Clarice Lispector afirmou certa vez que escrevia para salvar uma vida e que provavelmente essa vida seria a dela. Para a maioria dos autores, escrever é morfina. É autoconhecimento.
Já o irreverente poeta gaúcho Fabrício Carpinejar disse que a literatura não “prestou” para ele se entender.
Quanto a mim, há anos abandonei a convicção de que compreenderia, através dos livros, o sentido último de minha existência. Fui lançado aqui. Enfiaram-me nesse corpo cheio de complexidades, ambiguidades e contradições. Não sei por quê. Talvez nunca entenda. Quem estiver interessado em aprender da literatura, saiba: Ela não promete um paraíso terreno.

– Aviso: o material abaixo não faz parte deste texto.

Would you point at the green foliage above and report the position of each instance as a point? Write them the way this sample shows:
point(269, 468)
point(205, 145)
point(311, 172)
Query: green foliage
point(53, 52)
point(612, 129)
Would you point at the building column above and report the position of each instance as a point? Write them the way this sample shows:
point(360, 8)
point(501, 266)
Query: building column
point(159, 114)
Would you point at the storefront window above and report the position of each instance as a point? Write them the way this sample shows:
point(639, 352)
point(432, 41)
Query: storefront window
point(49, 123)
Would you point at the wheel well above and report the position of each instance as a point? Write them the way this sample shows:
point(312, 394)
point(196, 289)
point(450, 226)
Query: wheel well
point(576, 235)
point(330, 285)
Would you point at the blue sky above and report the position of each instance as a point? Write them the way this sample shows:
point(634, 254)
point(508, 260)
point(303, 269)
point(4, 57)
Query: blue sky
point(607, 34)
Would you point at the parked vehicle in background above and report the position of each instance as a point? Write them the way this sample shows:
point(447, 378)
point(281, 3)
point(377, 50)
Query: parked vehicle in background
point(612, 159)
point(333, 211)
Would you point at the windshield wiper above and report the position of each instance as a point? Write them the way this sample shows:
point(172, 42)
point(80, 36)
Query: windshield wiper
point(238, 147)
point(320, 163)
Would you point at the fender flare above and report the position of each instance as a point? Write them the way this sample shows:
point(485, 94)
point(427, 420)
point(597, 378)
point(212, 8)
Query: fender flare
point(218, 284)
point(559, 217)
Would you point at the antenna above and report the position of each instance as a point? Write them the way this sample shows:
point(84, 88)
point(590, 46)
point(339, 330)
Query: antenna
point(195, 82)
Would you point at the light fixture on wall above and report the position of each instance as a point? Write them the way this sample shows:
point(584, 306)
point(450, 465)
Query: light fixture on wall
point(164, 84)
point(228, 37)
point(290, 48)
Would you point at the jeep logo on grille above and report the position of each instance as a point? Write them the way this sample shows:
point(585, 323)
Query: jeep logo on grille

Então, que vantagem Maria leva?
Por que gastar horas a fio lendo um romance ou meditando sobre um poema? Ao definir o que significa ler um romance, o escritor americano Henry James nos forneceu a resposta. Ler um romance, dizia ele, é como olhar pela fechadura. Isto é, as pessoas leem romances e biografias a fim de olharem como as outras pessoas viveram; como estas se portaram em seus dilemas; e, sobretudo, para constatarem que os outros também cometeram erros.
Numa palavra:para romperem com a paranoia da perfeição. Da ilusão de que, quando cometemos erros, estamos distantes de uma humanidade ideal.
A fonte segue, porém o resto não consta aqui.